Les coûts de constitution, la longueur et la complexité des procédures, ainsi que l'insécurité juridique, associés à un manque de recul et d'expérience pratique des conseillers et des autorités publiques compétentes constitueraient les principaux aspects négatifs de la création d'une SE . Parmi les exemples bien connus de constitution très coûteuse d'une SE figurent la SE Allianz et la SE BASF, dont les coûts de constitution en SE se sont élevés respectivement à 95 millions d'EUR et 5 millions d'EUR. Hormis ces cas, le coût moyen de constitution des SE interrogées lors de l'étude externe était de l'ordre de 784 000 EUR (y compris les coûts de conseils fiscaux et juridiques, de traduction et d'immatriculation).
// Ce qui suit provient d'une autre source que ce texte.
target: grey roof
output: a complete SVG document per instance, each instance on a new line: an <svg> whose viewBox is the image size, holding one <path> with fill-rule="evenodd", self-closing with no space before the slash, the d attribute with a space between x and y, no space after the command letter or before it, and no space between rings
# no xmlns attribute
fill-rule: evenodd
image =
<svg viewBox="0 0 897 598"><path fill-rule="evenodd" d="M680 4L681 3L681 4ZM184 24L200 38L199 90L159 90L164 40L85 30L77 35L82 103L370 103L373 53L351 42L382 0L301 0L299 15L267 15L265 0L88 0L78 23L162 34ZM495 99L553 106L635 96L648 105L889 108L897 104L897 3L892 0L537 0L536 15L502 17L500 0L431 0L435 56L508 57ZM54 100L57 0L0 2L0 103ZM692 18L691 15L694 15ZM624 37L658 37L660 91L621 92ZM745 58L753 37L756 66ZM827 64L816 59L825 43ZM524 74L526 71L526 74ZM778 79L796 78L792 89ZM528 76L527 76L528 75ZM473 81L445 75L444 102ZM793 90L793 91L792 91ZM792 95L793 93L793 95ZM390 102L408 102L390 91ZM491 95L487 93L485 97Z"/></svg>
Les coûts généraux de constitution varient entre une centaine de millions d'euros et des montants compris entre 2 et 4 millions d'EUR.
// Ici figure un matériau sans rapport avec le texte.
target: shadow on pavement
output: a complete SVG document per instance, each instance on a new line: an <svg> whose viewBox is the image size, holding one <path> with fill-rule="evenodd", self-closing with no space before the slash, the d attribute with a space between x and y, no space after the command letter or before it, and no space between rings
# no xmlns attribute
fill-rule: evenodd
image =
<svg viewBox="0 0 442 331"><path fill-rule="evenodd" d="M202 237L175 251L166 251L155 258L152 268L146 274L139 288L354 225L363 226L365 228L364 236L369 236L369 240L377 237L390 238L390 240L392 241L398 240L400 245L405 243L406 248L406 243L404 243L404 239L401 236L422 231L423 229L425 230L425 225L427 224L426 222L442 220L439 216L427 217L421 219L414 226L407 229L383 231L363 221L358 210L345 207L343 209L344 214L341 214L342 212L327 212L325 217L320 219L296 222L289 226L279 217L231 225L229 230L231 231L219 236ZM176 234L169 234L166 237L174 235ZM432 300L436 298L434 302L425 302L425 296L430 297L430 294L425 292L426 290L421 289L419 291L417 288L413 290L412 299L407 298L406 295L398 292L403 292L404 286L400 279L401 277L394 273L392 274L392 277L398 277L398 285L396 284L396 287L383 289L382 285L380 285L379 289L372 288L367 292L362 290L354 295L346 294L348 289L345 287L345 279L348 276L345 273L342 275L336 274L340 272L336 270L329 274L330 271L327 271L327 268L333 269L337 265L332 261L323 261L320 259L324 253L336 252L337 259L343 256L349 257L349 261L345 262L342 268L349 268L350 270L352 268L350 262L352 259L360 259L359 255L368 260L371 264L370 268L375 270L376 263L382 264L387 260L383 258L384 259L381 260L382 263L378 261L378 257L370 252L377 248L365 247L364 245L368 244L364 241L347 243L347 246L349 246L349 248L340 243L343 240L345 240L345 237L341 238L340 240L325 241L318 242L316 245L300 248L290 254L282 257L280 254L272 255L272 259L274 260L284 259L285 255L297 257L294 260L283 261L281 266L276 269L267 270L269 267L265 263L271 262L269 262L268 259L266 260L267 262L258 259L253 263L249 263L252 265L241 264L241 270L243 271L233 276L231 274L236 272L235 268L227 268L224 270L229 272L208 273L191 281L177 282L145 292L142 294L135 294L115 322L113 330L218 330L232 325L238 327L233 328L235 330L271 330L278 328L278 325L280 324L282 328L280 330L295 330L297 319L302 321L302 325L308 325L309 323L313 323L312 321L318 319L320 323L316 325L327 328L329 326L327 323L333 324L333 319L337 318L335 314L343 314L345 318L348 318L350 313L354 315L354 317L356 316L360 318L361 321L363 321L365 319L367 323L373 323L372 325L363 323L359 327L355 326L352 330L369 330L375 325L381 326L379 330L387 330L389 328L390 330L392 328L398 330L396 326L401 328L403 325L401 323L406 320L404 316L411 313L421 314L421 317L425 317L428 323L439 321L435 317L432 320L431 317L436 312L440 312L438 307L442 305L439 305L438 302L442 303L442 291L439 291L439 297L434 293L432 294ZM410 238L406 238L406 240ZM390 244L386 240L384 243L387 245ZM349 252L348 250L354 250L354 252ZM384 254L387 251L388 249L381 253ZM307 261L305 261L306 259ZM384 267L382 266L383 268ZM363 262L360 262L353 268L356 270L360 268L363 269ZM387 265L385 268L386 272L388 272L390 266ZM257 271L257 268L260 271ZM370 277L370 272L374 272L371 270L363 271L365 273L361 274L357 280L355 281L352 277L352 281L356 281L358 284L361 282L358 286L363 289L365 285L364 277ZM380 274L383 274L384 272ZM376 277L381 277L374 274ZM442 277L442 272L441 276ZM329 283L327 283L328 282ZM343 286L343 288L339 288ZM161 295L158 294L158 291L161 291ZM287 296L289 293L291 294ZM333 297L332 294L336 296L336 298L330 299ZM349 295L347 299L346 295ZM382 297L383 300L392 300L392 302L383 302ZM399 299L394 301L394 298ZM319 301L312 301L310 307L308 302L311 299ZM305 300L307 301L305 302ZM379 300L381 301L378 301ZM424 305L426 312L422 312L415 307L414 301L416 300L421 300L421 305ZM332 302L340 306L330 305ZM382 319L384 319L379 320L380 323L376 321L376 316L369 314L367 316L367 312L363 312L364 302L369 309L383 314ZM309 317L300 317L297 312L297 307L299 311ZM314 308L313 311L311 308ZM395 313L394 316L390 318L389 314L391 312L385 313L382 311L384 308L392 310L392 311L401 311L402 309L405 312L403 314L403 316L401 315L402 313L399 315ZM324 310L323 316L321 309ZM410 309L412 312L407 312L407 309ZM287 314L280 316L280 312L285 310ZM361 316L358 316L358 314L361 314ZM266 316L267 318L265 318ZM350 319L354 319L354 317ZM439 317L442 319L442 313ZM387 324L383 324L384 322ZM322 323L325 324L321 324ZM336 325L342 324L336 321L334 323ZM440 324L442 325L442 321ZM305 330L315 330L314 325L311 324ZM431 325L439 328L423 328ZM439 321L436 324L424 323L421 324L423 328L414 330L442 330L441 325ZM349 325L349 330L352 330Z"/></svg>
La méconnaissance de la SE dans les milieux d'affaires dans et en dehors de l'UE serait le principal problème rencontré lors de l'exploitation de ce type de société . Quand une société annonce qu'elle adopte la forme de la SE, la direction doit souvent prendre le temps d'expliquer aux partenaires commerciaux (clients, fournisseurs, banques, etc.) et aux salariés en quoi consiste la SE.
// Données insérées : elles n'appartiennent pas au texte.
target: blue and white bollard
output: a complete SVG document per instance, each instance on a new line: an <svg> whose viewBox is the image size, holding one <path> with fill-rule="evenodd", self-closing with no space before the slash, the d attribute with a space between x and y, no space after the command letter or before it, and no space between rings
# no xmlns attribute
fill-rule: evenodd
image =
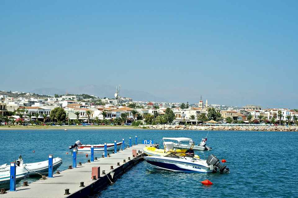
<svg viewBox="0 0 298 198"><path fill-rule="evenodd" d="M114 141L114 152L117 153L117 142L116 140Z"/></svg>
<svg viewBox="0 0 298 198"><path fill-rule="evenodd" d="M53 177L53 155L49 155L49 173L47 177Z"/></svg>
<svg viewBox="0 0 298 198"><path fill-rule="evenodd" d="M77 150L74 149L72 152L72 168L77 168Z"/></svg>
<svg viewBox="0 0 298 198"><path fill-rule="evenodd" d="M94 146L91 146L91 161L94 161Z"/></svg>
<svg viewBox="0 0 298 198"><path fill-rule="evenodd" d="M108 151L106 150L106 143L105 143L105 157L108 156Z"/></svg>
<svg viewBox="0 0 298 198"><path fill-rule="evenodd" d="M11 191L16 191L16 162L10 163L10 184L9 189Z"/></svg>

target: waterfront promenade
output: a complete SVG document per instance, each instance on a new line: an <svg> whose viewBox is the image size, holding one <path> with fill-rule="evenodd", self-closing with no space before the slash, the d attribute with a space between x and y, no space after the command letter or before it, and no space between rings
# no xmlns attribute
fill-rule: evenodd
<svg viewBox="0 0 298 198"><path fill-rule="evenodd" d="M145 146L143 144L133 146L124 151L110 154L109 157L101 158L101 155L97 156L96 154L95 157L97 157L98 159L94 162L82 164L81 166L77 165L75 168L66 169L59 174L54 174L53 178L39 180L29 184L28 186L17 188L16 191L8 191L0 196L1 197L11 198L87 197L111 184L111 181L115 182L115 179L124 173L128 169L142 160L142 154L137 154L138 157L133 157L132 151L135 149L138 153L139 150L142 151ZM129 157L130 160L129 160ZM124 160L125 162L124 162ZM119 165L117 165L118 162ZM100 167L100 178L93 180L92 168L94 167ZM102 174L103 170L105 170L104 174ZM114 173L113 176L111 174L111 171ZM85 187L80 187L82 182L84 182ZM69 189L69 195L64 195L65 189Z"/></svg>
Plusieurs sociétés, conseillers juridiques et associations d'entreprises estiment que les règles relatives à l'implication des travailleurs ont une incidence négative, les jugeant trop longues et complexes, surtout dans les États membres où la législation nationale ne prévoit aucun système de participation des travailleurs. Ces règles sont parfois jugées disproportionnées, notamment si le processus d'implication ne concerne que très peu de travailleurs. L'interdiction d'immatriculer une SE avant l'achèvement des négociations sur l'implication des travailleurs est parfois aussi mentionnée comme très dissuasive, notamment pour les sociétés cotées pour lesquelles il est crucial de pouvoir connaître avec certitude le déroulement des procédures et le délai d'immatriculation. Les organisations de travailleurs ne partagent toutefois pas ces avis.

Tendances relatives à la répartition géographique des SE

Selon l'étude externe et les participants à la consultation et à la conférence, la taille des sociétés nationales est susceptible d'avoir une incidence sur la répartition des SE. Certains estiment que l'augmentation des coûts (liée surtout à une exigence minimale élevée en matière de fonds propres) et le surcroît de complexité qu'entraîne la constitution d'une SE par rapport à celle d'une société anonyme sont plus dissuasifs dans les États membres où la plupart des sociétés sont des petites et moyennes entreprises. La Pologne, l'Espagne, le Portugal, la Grèce et l'Italie sont cités comme exemples de pays où ces considérations permettraient d'expliquer en partie la présence d'un nombre peu élevé de SE. Par ailleurs, selon un participant à la consultation publique, il existe une corrélation positive entre le nombre de sociétés multinationales et le nombre de SE présentes dans un État membre donné.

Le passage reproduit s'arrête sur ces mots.